This parameter is required when you are not using an Oracle wallet for connections:

oracle.hadoop.hdfs.exttab.connection.user

oracle.hadoop.hdfs.exttab.connection.user

An Oracle Database user name.

oracle.hadoop.hdfs.exttab.connection.wallet_location

File path to an Oracle wallet where the connection information is stored. When you are using a wallet as an external password store, set the following properties:

For a URL connection:

oracle.hadoop.hdfs.exttab.connection.wallet_location
oracle.hadoop.hdfs.exttab.connection.url

For TNS names:

oracle.hadoop.hdfs.exttab.connection.wallet_location
oracle.hadoop.hdfs.exttab.connection.tns_admin
oracle.hadoop.hdfs.exttab.connection.tnsEntryName

oracle.hadoop.hdfs.exttab.datapumpMode

Indicates that Data Pump files are being published. Set to true when you are publishing Data Pump files.

oracle.hadoop.hdfs.exttab.datasetCompressionCodec

The class name of the compression codec that implements the org.apache.hadoop.io.compress.CompressionCodec interface. The Decompressor class from the codec is used by the preprocessor script to decompress data for the external table. This codec applies to the entire data set.

Specify this property if the data set contains compressed files.

oracle.hadoop.hdfs.exttab.datasetPathFilter

The class name of a path filter that implements the org.apache.hadoop.fs.PathFilter interface. The paths in the data set are selected only if this filter class accepts them.

oracle.hadoop.hdfs.exttab.datasetPaths

A comma-separated list of fully qualified HDFS paths. This parameter enables you to restrict the input by using special pattern-matching characters in the path specification. See Table 2-1. Required.

For example, to select all files in /data/s2/, and only the CSV files in /data/s7/, /data/s8/, and /data/s9/, enter this expression:

/data/s2/,/data/s[7-9]/*.csv

The external table accesses the data contained in all listed files and all files in listed directories. These files compose a single data set.

The data set can contain compressed files or uncompressed files, but not both.

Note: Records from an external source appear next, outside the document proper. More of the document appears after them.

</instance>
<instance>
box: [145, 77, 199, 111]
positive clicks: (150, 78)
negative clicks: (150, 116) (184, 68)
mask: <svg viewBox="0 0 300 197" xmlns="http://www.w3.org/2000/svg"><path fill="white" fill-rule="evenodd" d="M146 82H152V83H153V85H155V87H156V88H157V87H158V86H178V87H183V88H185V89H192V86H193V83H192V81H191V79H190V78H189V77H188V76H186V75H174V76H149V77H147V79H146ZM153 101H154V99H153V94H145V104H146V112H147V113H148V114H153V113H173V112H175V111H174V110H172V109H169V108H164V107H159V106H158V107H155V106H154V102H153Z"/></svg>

Table 2-1 Pattern-Matching Characters

Character	Description
?	Matches any single character
*	Matches zero or more characters
[`abc`]	Matches a single character from the character set {a, b, c}
[`a-b`]	Matches a single character from the character range {a...b}. The character a must be less than or equal to b.
[^`a`]	Matches a single character that is not from character set or range {a}. The carat (^) must immediately follow the left bracket.
\`c`	Removes any special meaning of character c. The backslash is the escape character.
{`ab`\,`cd`}	Matches a string from the string set {ab, cd}. Precede the comma with an escape character (\) to remove the meaning of the comma as a path separator.
{`ab`\,`c`{`de\`,`fh`}}	Matches a string from the string set {ab, cde, cfh}. Precede the comma with an escape character (\) to remove the meaning of the comma as a path separator.

oracle.hadoop.hdfs.exttab.tableName

Schema-qualified name of the external table in the format

schemaName.tableName

See "Creating an External Table for HDFS" for information about creating an external table for Oracle Direct Connector for HDFS. Required.

2.4 Querying Data in HDFS

Parallel processing is extremely important when you are working with large volumes of data. When you use external tables, always enable parallel query with this SQL command:

ALTER SESSION ENABLE PARALLEL QUERY;

Before loading the data into an Oracle database from the external files created by Oracle Direct Connector for HDFS, enable parallel DDL:

ALTER SESSION ENABLE PARALLEL DDL;

Before inserting data into an existing database table, enable parallel DML with this SQL command:

ALTER SESSION ENABLE PARALLEL DML;

Hints such as APPEND and PQ_DISTRIBUTE also improve performance when you are inserting data.